Tan Yutou is one of the more successful chain restaurants in China, with 91 branches on the mainland and sales last year of 450 million yuan. Taiwan Tan Yutou is branch No. 92. Combine the restaurant's reputation with Taiwan's addiction to Sichuan hot pot, and you get a recipe for big business.
Upon entering Tan Yutou's three-storey building, guests are immediately greeted with the aroma of chili peppers and Chinese herbs. This is the smell of the spicy red hot pot's secret sauce. Tan Yutou's central kitchen in Chengdu, Sichuan makes the sauce and then sends it vacuum-sealed to its different branches. "We wouldn't be able to make the soup without it," said Yvonne Wang (
PHOTO: YU SEN-LUN, TAIPEI TIMES
What really makes Tan Yutou stand out is its chili peppers. These come from Sichuan and farmers have a seven-day window to pick them. If harvested too early or too late, they won't taste quite so good. The chili peppers are picked according to this schedule and promptly vacuum-sealed. This way "it only feels hot in your mouth, not in your throat or stomach," Wang said. According to Wang, this is another reason why the restaurant is so popular.

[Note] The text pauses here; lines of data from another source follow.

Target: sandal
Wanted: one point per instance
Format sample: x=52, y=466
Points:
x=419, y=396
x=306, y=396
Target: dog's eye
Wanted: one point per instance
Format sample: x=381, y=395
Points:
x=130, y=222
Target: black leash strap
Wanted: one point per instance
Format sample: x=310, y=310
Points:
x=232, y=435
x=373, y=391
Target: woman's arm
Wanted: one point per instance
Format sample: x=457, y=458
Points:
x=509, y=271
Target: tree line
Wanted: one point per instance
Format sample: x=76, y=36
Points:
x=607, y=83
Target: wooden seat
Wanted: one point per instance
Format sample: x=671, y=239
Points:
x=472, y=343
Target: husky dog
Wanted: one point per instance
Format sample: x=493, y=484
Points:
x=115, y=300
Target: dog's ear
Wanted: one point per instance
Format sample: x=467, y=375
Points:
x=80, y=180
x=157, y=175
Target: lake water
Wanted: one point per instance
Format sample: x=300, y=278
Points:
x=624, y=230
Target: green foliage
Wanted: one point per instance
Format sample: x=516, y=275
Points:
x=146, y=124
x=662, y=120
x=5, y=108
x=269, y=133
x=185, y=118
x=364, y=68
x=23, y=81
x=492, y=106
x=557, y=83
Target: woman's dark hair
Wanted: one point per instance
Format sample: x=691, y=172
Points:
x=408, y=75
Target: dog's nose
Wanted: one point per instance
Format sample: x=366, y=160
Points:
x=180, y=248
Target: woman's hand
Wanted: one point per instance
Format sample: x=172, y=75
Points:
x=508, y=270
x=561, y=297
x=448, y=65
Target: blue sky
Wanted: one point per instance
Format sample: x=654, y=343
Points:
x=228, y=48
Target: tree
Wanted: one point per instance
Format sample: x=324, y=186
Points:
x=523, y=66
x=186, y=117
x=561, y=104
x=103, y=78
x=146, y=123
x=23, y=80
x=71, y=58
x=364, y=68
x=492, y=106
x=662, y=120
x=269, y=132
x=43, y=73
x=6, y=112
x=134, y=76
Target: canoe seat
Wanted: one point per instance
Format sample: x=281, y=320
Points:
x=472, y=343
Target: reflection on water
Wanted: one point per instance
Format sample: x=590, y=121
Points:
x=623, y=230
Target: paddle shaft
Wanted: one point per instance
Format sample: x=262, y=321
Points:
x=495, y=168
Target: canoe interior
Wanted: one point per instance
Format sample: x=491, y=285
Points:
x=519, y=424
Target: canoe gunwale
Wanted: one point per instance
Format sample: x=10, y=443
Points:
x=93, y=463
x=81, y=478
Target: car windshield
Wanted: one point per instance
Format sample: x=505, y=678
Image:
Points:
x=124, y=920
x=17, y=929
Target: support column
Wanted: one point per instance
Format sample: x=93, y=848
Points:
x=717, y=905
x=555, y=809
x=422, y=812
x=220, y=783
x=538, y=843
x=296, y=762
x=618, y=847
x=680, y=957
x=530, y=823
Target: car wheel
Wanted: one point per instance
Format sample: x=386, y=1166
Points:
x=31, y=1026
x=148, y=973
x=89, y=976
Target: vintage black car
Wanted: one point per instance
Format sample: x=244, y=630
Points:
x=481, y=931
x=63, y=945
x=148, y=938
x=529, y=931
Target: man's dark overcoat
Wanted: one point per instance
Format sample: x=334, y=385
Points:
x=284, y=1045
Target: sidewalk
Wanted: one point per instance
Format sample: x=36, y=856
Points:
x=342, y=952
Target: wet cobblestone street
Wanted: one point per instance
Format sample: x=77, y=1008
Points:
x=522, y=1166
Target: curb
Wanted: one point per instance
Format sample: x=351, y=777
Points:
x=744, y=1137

For the less adventurous, the tomato pot is a good choice, eaten with slices of meat and fish balls. Its thick red broth is rich and smooth on account of the vacuum packed tomato sauce that's shipped in from Xinjiang.
And then there is Tan Yutou's house specialty -- fish head hot pot. A fish's head is rich in nutrients and it makes the hot pot's soup more flavorful. It comes in three flavors -- spicy fish head, tomato fish head and white (light) fish head.
The dipping sauce for the meat is also unique in Tan Yutou. You mix fried soy beans, pickles, the house chili bean sauce and chicken stock into a saucer, into which the waiter adds spicy oil. If you want your sauce to be extra spicy, just ask for more oil.
At Tan Yutou, as in Sichuan, they finish off a luxurious meal with a bowl of dan-dan noodles (dry noodles with chili oil and peanut powder), a few green onion pancakes, yam cakes or pumpkin pancakes.
For those who don't know what to choose from the numerous items from the menu, there is a set menu (four persons for NT$3,000), which gives you 13 dishes including two different kinds of hot pot with fish head, beef ribs, lamb, dan-dan noodles and green onion pancakes.